| 30 September 2011
It's that time of the season: the qualifying round is over and the top 32 teams face off for B3 glory. At this level of competition, it is very hard to say that there were any huge upsets. Everyone is so strong that almost every game can go either way. Still, even if nothing amazing happened, we had some surprises worth talking about.
1. Omigod, Broken Roses just gave a real scare to Venomous Scorpions.
I came into this round thinking: Broken Roses will play this game with a "happy to be here" attitude and just bow out. Nothing could have been farther than the truth. Broken Roses had the lead for large stretches of the game until well into the third quarter. At that point, VS went on a crazy run, and you never saw them again.
People will debate (in fact, they already have!) what might have been had Broken Roses not played a 2-3 defense. I think the 2-3 kept them in the game. Yes, it made Martin Medrano look like Kareem Abdul Jabbar, but without it Broken Roses wouldn't have rebounded nearly as well.
2. Higher Salaries Doesn't Mean All That Much.
I posted some striking data on the global forum: of the 16 games, the higher salary team won only 9 of them. In some cases, the underdog wasn't an underdog by all that much. For example, my team (the Lake Merritt Arrows) was a 250k underdog, but my opponent had just bought an injured center with a very large salary. So in fact we were only a 50k underdog.

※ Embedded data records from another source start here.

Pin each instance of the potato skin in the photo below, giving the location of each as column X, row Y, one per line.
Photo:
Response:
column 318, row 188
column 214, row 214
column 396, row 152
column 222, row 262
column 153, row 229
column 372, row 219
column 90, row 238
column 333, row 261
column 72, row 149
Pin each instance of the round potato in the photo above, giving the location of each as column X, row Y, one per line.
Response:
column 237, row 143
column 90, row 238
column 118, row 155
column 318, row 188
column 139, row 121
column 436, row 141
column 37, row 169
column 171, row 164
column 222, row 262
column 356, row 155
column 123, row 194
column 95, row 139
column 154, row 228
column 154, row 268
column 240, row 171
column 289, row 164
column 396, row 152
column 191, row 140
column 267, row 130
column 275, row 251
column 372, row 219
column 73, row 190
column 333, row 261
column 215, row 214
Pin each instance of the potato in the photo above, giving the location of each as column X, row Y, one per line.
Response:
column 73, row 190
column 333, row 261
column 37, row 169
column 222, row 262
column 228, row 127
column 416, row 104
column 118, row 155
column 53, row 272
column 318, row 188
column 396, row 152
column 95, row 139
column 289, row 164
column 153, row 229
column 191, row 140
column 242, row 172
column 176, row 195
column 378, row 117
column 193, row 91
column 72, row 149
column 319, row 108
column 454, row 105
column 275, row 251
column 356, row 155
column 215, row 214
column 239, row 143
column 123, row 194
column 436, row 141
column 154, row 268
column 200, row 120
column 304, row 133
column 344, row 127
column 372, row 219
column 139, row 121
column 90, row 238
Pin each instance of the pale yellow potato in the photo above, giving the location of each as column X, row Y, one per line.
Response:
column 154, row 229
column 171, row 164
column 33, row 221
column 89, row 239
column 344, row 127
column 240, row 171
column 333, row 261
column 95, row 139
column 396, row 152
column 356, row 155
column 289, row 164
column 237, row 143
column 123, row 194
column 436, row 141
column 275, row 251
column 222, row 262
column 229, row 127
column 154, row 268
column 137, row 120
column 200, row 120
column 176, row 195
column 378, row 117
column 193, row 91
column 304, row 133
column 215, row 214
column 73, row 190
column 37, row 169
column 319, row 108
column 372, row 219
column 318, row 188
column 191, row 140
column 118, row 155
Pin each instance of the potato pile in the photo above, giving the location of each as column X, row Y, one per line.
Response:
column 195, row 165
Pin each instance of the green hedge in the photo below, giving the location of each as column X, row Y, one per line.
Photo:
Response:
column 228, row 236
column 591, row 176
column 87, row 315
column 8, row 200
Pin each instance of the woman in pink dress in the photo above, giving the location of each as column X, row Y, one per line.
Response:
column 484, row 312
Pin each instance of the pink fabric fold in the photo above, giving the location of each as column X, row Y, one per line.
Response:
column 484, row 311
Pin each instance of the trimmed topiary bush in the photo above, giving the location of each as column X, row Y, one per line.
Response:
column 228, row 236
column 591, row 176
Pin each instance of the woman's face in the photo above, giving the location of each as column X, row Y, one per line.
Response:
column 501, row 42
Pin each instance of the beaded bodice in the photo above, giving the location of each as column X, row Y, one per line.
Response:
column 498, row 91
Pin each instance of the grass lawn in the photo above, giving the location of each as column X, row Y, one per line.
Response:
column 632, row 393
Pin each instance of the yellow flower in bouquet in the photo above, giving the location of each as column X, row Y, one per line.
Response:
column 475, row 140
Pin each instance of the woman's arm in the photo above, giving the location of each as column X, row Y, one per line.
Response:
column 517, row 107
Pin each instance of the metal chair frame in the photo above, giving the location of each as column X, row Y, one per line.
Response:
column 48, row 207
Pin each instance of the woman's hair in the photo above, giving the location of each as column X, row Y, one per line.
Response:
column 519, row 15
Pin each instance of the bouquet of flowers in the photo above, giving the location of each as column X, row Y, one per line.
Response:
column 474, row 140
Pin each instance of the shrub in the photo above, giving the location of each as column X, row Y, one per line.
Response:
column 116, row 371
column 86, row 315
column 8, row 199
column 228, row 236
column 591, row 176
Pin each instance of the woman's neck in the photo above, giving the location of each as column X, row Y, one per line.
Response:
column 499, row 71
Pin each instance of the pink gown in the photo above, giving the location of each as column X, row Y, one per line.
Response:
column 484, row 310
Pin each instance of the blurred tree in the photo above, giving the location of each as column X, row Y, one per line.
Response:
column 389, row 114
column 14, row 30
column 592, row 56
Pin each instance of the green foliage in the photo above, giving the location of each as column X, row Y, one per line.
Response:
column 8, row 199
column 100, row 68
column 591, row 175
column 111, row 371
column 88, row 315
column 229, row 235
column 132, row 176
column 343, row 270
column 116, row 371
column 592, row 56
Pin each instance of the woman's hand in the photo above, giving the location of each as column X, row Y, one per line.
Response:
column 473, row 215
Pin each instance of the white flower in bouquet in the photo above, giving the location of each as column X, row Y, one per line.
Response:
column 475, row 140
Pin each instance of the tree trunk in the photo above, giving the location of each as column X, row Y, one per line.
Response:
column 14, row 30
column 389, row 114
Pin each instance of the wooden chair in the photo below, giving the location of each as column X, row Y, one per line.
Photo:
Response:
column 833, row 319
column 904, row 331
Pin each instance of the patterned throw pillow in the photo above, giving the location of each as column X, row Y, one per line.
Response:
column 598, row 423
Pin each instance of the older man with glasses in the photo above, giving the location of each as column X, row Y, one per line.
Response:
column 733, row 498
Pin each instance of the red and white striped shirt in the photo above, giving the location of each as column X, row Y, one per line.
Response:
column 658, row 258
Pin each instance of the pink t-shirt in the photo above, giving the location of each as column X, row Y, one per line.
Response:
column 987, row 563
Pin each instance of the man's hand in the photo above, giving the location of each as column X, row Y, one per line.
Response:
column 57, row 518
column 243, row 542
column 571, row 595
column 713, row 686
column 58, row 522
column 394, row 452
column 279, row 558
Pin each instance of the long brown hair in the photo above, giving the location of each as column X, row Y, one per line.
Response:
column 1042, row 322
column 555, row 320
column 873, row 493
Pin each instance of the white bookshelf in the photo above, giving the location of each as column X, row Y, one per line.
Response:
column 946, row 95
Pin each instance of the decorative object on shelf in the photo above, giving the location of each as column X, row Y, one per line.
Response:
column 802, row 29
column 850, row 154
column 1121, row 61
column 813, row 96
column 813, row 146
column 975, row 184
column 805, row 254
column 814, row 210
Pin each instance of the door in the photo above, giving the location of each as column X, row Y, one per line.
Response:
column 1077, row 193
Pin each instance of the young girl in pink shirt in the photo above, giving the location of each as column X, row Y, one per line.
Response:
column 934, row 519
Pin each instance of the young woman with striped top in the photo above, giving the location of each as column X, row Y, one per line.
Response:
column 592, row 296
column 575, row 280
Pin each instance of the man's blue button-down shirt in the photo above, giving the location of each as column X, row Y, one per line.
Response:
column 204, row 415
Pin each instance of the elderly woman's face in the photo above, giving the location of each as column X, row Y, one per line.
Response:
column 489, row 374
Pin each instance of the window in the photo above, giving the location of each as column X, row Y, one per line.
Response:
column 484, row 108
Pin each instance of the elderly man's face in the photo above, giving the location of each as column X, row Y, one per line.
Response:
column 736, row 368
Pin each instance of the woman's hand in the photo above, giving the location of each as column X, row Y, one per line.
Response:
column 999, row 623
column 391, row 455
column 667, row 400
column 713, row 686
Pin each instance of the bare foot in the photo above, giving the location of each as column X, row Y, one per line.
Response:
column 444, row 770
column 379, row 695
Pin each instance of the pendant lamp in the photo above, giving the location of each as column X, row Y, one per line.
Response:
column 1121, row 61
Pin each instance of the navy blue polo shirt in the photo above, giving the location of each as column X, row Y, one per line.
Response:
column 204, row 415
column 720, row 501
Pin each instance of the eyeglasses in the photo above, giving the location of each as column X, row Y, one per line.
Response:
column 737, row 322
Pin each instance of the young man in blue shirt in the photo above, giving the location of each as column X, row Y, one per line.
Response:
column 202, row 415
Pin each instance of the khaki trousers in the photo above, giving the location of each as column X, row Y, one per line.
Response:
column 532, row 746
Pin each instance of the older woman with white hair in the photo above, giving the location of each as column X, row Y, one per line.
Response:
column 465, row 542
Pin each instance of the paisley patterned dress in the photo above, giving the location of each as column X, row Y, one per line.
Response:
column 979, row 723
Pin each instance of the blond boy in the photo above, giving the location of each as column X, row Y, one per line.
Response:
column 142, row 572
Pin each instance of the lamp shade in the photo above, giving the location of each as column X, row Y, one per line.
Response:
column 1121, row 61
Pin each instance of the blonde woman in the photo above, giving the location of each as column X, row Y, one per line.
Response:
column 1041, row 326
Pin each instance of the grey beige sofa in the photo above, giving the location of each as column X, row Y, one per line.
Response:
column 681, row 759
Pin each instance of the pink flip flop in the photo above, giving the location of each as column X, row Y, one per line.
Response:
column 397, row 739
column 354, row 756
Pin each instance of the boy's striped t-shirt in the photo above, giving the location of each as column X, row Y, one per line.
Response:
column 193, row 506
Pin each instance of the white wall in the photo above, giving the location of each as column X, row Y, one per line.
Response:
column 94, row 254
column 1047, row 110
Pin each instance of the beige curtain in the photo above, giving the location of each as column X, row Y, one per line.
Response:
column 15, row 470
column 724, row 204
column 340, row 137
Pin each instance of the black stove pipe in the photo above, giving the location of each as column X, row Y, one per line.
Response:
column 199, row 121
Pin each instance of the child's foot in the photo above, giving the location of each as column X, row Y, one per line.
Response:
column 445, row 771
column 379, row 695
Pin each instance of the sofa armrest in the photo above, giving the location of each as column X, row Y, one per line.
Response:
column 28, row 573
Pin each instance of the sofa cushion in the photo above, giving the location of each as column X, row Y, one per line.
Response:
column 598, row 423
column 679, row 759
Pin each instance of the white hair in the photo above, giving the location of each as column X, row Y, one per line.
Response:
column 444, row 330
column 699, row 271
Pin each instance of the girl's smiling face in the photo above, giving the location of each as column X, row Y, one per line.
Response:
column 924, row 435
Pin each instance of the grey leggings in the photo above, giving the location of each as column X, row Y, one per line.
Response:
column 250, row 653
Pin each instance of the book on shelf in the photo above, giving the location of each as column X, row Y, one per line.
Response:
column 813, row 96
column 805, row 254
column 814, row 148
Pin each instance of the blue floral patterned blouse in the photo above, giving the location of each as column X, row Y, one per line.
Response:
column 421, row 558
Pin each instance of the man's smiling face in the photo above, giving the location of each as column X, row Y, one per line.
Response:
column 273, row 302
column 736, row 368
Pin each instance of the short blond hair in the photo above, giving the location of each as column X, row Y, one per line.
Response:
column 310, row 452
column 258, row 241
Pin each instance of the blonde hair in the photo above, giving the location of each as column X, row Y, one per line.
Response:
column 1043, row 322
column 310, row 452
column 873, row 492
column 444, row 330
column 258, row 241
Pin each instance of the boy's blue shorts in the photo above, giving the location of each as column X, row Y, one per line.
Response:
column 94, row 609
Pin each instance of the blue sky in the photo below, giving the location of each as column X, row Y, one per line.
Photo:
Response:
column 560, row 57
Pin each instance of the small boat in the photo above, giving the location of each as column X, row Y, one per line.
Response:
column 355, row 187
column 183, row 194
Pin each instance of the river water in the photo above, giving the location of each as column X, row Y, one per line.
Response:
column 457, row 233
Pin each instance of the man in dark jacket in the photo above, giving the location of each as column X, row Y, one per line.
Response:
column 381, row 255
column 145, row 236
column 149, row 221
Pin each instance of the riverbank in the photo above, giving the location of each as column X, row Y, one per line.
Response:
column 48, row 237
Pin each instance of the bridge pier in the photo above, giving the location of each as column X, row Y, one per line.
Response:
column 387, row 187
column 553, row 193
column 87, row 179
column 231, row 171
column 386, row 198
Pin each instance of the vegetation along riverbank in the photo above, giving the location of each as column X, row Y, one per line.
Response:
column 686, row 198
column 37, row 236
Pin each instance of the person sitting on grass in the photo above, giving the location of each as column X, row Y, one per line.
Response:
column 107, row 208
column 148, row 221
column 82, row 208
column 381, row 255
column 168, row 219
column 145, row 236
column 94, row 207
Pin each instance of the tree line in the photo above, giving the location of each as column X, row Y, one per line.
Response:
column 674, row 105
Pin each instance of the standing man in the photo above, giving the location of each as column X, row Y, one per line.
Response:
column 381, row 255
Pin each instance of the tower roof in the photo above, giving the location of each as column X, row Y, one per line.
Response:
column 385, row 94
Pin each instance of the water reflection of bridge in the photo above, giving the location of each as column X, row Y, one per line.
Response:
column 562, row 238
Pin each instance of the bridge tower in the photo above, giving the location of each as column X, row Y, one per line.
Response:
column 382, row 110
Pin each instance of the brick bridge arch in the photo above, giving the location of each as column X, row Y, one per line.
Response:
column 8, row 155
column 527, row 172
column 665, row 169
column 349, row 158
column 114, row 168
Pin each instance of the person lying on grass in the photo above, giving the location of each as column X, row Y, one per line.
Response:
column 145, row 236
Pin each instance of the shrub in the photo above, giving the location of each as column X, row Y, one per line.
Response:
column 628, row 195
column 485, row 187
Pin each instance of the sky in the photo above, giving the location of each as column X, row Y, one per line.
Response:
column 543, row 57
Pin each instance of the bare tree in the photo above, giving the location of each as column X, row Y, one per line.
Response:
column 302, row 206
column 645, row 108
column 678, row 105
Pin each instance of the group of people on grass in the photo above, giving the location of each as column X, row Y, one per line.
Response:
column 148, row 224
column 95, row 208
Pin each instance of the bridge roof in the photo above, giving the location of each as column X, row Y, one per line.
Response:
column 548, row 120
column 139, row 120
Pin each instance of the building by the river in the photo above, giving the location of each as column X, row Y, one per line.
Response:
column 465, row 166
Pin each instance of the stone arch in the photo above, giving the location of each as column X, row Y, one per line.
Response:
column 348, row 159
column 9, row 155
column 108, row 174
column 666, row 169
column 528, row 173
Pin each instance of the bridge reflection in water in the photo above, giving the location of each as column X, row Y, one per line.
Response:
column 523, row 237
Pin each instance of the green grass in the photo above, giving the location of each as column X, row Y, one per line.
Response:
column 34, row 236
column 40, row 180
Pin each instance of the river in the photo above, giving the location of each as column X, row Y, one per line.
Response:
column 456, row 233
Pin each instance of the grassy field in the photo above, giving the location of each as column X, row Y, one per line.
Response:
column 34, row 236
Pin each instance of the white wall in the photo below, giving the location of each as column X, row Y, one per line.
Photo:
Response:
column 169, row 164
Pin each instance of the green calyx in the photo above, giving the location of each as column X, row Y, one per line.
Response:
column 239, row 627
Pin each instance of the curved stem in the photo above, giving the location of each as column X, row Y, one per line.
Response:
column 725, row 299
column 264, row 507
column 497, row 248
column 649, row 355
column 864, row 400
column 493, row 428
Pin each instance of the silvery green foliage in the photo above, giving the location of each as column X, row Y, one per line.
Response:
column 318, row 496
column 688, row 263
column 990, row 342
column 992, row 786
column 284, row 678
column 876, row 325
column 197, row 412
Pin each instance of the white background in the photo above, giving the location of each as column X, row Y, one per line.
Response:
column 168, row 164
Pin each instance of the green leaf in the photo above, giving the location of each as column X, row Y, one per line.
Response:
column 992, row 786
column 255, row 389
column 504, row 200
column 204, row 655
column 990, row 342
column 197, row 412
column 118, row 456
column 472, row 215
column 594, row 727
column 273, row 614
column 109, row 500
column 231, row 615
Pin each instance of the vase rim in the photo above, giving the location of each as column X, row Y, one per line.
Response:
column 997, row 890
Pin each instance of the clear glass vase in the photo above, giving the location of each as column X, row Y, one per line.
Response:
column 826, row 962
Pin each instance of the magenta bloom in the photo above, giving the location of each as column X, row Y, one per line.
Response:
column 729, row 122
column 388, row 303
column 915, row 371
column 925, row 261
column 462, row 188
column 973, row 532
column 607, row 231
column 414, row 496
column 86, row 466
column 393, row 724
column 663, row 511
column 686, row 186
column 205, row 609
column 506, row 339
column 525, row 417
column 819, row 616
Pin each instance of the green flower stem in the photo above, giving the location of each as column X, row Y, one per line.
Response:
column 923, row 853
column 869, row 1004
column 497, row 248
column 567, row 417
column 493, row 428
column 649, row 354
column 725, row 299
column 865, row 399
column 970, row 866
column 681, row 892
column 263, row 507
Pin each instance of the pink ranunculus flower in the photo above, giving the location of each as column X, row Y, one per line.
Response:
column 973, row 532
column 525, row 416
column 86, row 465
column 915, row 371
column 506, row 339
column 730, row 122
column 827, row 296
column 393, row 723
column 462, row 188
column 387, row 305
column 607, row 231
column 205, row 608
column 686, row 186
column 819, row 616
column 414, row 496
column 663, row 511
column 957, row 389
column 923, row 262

Still, there were some serious salary upsets---biggest of all was Plastika's defeat of Yuen Long Archon. Yuen Long Archon used a budget of 1 million dollars to create a team with one monster center, several offensive power-forwards and four expensive guards. Not enough!
3. Massendefekt didn't play 2-3!
Massendefekt is famous for playing surprisingly effective 2-3 zones (maybe the only one in BB who can claim that?). They still defeated WKS Lakers--the highest ranked of the three polish teams in the competition--on the heels of an amazing performance by Patrick Dachsbau (a possible nominee for the B3 MVP of the week? Check out the next installment in this B3 series!).
4. WA IS A DUMP was eliminated by Hard Work
Probably the biggest upset of the round. WA IS A DUMP had looked extremely strong during the first eight matches of B3. They cruised to an easy 8-0 record with amazing PD, beating Silverbacks at home along the way (a feat which has been hard for us, American teams, to replicate).
Yet, in this game, their coach just didn't trust the bench, overplayed the starters (Ropela, Vea and da Silva total 240k of salary and they played a combined 11 minutes!), and ended up with a predictable fourth quarter collapse.
Their collapse, assuming that it was due to the poor minutes distribution, raises interesting tactical question: can BB managers simultaneously ensure that the starters play enough and that they do not tire out too much? We've been asking this for the longest time, and only a few managers are really good at it (I'm not, alas!).
5. Silverbacks goes inside (and loses to Thrylos BC).
Well, I was surprised to see Silverbacks go inside, and I was surprised to see them lose. They have dominated the NBBA with a great motion offense. Their manager, SM, had rightly guessed that a 3-2 was coming and decided to work around it by attacking the inside. It didn't really work.
Would they have been better off trying to shoot over Thrylos's 3-2 defense? They had just made a big splash on the market by buying a phenomenal outside shooter in Gincbergas. We will really never know!